Quando chega a hora de contratar um seguro — seja de auto, moto, residencial, vida ou celular — a maioria das pessoas comete o mesmo erro: olha apenas o preço final da apólice.
Mas o seguro mais barato nem sempre é o melhor. E, muitas vezes, pode até sair mais caro no momento de um sinistro.
Neste guia, você vai entender como comparar cotações de forma correta e como evitar as principais pegadinhas que podem esconder custos e riscos.
🟦 Preço x Custo‑benefício: qual a diferença?
Preço é o valor que você paga.
Custo‑benefício é aquilo que você recebe em troca da proteção contratada.
Ou seja:
- Um seguro barato demais pode ter franquia alta, poucas coberturas e assistência limitada.
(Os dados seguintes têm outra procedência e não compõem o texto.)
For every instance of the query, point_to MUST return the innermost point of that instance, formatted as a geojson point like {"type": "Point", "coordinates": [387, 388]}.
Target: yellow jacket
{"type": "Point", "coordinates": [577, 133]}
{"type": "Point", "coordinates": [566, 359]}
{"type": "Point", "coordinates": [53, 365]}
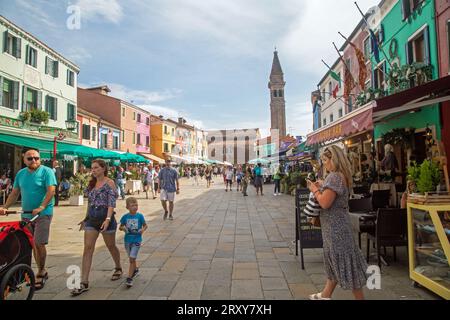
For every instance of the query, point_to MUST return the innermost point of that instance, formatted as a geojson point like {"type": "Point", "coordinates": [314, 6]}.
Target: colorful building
{"type": "Point", "coordinates": [134, 134]}
{"type": "Point", "coordinates": [35, 81]}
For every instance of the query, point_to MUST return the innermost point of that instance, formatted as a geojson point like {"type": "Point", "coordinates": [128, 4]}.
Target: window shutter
{"type": "Point", "coordinates": [55, 106]}
{"type": "Point", "coordinates": [16, 95]}
{"type": "Point", "coordinates": [426, 35]}
{"type": "Point", "coordinates": [27, 54]}
{"type": "Point", "coordinates": [55, 68]}
{"type": "Point", "coordinates": [5, 41]}
{"type": "Point", "coordinates": [24, 98]}
{"type": "Point", "coordinates": [1, 91]}
{"type": "Point", "coordinates": [18, 48]}
{"type": "Point", "coordinates": [39, 100]}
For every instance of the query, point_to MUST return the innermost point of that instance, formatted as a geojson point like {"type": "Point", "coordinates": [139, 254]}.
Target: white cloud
{"type": "Point", "coordinates": [142, 96]}
{"type": "Point", "coordinates": [312, 32]}
{"type": "Point", "coordinates": [95, 10]}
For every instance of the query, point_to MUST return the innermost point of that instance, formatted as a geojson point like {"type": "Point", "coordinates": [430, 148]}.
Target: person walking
{"type": "Point", "coordinates": [208, 175]}
{"type": "Point", "coordinates": [258, 179]}
{"type": "Point", "coordinates": [100, 218]}
{"type": "Point", "coordinates": [58, 174]}
{"type": "Point", "coordinates": [156, 180]}
{"type": "Point", "coordinates": [168, 178]}
{"type": "Point", "coordinates": [344, 262]}
{"type": "Point", "coordinates": [134, 225]}
{"type": "Point", "coordinates": [120, 181]}
{"type": "Point", "coordinates": [36, 184]}
{"type": "Point", "coordinates": [149, 174]}
{"type": "Point", "coordinates": [277, 180]}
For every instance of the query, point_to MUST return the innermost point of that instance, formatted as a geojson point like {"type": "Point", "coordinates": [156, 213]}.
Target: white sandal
{"type": "Point", "coordinates": [317, 296]}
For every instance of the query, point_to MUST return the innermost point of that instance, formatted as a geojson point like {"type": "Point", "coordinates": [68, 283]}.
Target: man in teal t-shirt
{"type": "Point", "coordinates": [36, 183]}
- Já um seguro com valor um pouco maior pode oferecer muito mais proteção por uma diferença pequena.
O segredo é olhar para o “conjunto” — e não apenas para o número final da proposta.
🟦 1. A principal pegadinha: a franquia
A franquia é o valor que você paga caso precise acionar o seguro por um dano parcial (como batidas).
E aqui mora a maior armadilha:
Seguro barato geralmente significa franquia alta.
📌 Exemplo realista:
- Seguro A: R$ 119/mês + franquia de R$ 5.000
- Seguro B: R$ 139/mês + franquia de R$ 2.200
Se houver um sinistro, o Seguro B será muito mais vantajoso, mesmo com valor mensal um pouco maior.
O que analisar?
- Compare o preço junto com a franquia.
- Veja se existe opção de franquia reduzida.
- Evite franquias muito altas que inviabilizam o uso do seguro.
🟦 2. Assistência 24h: o que quase ninguém verifica
A assistência é um dos serviços mais usados no seguro, especialmente no seguro auto.
Mas muitas propostas “baratinhas” oferecem assistências muito básicas.
Itens que você deve comparar:
- Quantidade de guinchos por ano
- Quilometragem incluída no reboque
- Limites para chaveiro, pane elétrica, troca de pneu
- Cobertura para pane seca
- Carro reserva (quantos dias?)
Exemplo comum:
- Seguro mais barato: 1 guincho de 100 km/ano
- Seguro com melhor custo-benefício: 3 guinchos de 300 km/ano + mais serviços
A diferença aparece justamente quando você precisa usar.
🟦 3. Coberturas essenciais vs. complementares
Outra pegadinha comum é o seguro barato que só cobre o básico.
Coberturas essenciais (dependendo do tipo de seguro):
- Roubo e furto
- Colisão
- Incêndio
- Danos a terceiros (RCF)
- Danos elétricos (para seguro residencial)
- Morte + invalidez (no seguro de vida)
Coberturas complementares que podem valer muito a pena:
- Vidros, faróis e lanternas
- Carro reserva estendido
- Perda total por colisão + bônus por perda parcial
- Danos por fenômenos da natureza
- Danos elétricos reforçados
- Responsabilidade civil familiar (residencial)
➡️ A pergunta é: o que você realmente precisa?
E não: “qual é o mais barato?”
🟦 4. Perfil e regras: cada seguradora analisa de um jeito
Para duas pessoas diferentes, a mesma seguradora pode oferecer preços totalmente distintos.
Isso acontece porque o perfil de risco é diferente.
Principais fatores que influenciam:
- Idade
- CEP de residência
- Local onde o carro dorme
- Estado civil
- Histórico de sinistros
- Modelo do carro
- Uso (lazer ou trabalho)
Por isso, comparar apenas o preço entre seguradoras pode ser injusto se você não verificar as regras de cada uma.
🟦 5. Como comparar duas cotações de forma correta (checklist)
Aqui está um checklist simples para usar com qualquer cliente:
🔹 Compare:
- Valor da franquia
- Coberturas principais
- Coberturas adicionais
- Assistência 24h e limites
- Carro reserva (quantos dias?)
- Valor do prêmio (mensal ou anual)
- Reputação da seguradora (índice de satisfação e sinistros)
- Clareza nas exclusões
🔹 Pergunte:
- “Qual dos cenários te preocupa mais?”
- “Você já teve sinistro antes? Como foi a experiência?”
- “Você costuma viajar de carro?”
Essas respostas ajudam a direcionar para a apólice mais adequada — não a mais barata.
🟦 6. Conclusão: barato pode sair caro
Escolher seguro apenas pelo valor da apólice é um erro muito comum.
O ideal é buscar equilíbrio entre:
✔ preço
✔ coberturas
✔ franquia
✔ assistência
✔ reputação da seguradora
Na dúvida, sempre avalie com um corretor profissional — é isso que garante que o seguro vá funcionar quando você mais precisar.